Lo interesante de este guión, si nos desprendemos de la pátina pegajosa que nos ha dejado en los dedos las anteriores notas, es la relación con la obra de Herman Melville «Moby Dick», rodeando el conflicto entre Kyuta e Ichirohiro, aunque no se dibuja para el espectador el detonante de las tinieblas en el corazón del humano disfrazado de bestia y de su exacerbado odio hacia el discípulo de Kumatetsu, más allá de un sentimiento de confusión de un adolescente. Ahí flojea si se analiza con detenimiento y le damos la justa importancia a la impresionante ballena que “nada” por el barrio de Shibuya.
Otro punto negativo es el mundo de las bestias en sí, soso y sin vistosidad alguna. Salvo por los encuentros con los venerables de otros países distantes a Jutengai, recorrerlo carece de todo interés y atractivo; no hay magia alguna y Hosoda deriva todos los esfuerzos ilustrativos a trazar las líneas rectas y brillantes del Tokio nocturno. No se aprecia un tinte distintivo fantástico en el mundo paralelo que permita al espectador recrearse como en la ya mencionada por enésima vez «El viaje de Chihiro» o la saga de «Harry Potter».
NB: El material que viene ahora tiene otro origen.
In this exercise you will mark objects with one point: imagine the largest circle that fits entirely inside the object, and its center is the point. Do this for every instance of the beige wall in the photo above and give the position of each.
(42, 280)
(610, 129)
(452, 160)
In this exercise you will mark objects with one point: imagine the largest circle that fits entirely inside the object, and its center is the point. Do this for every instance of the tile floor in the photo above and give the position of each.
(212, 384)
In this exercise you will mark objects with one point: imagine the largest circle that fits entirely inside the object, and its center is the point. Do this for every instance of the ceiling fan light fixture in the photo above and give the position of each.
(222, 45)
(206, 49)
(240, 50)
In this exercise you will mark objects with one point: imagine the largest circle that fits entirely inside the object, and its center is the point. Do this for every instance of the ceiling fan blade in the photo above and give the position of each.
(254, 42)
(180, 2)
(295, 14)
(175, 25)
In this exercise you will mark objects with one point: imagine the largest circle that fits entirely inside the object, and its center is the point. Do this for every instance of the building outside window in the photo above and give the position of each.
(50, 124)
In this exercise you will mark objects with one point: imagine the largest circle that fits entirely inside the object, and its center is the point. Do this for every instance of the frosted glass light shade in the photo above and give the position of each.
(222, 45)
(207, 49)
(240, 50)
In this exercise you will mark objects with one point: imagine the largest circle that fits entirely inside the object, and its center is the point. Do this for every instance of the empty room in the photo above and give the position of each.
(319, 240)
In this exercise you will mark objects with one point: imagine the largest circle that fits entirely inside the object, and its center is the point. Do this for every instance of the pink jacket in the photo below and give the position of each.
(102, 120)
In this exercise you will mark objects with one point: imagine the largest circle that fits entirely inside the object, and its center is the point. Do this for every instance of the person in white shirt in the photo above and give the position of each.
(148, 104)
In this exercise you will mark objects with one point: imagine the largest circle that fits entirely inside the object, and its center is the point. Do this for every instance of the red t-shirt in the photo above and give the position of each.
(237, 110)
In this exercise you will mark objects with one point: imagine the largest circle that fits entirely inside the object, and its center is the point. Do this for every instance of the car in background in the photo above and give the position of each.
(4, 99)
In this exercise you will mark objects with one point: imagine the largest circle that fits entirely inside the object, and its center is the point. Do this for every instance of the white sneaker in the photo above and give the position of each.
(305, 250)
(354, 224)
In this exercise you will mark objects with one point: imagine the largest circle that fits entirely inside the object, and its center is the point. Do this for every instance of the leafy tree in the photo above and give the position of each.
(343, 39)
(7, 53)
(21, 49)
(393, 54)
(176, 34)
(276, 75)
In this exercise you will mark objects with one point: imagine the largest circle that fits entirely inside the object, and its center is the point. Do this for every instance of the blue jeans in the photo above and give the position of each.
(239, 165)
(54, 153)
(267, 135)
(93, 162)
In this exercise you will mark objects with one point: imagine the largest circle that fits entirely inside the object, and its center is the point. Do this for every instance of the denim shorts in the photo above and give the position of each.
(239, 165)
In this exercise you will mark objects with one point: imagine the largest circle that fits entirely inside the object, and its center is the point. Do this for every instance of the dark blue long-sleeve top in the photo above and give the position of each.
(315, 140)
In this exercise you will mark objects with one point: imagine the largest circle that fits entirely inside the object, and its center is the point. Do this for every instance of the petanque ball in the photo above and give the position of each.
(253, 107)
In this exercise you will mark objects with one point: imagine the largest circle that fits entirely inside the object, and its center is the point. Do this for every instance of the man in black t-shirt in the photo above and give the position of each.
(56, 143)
El final de la cinta, predecible, es de comer perdices, con un Ren-Kyuta que encuentra su lugar en el mundo de los humanos, con una familia al reencontrarse con su padre; al igual que Chihiro, ha encontrado un sentido y una meta tras haber fortalecido su espíritu en todos los sentidos, con un corazón de bestia, puro e incorruptible a los males endogámicos de la humanidad, latiendo con brío; se reconcilia con la vida.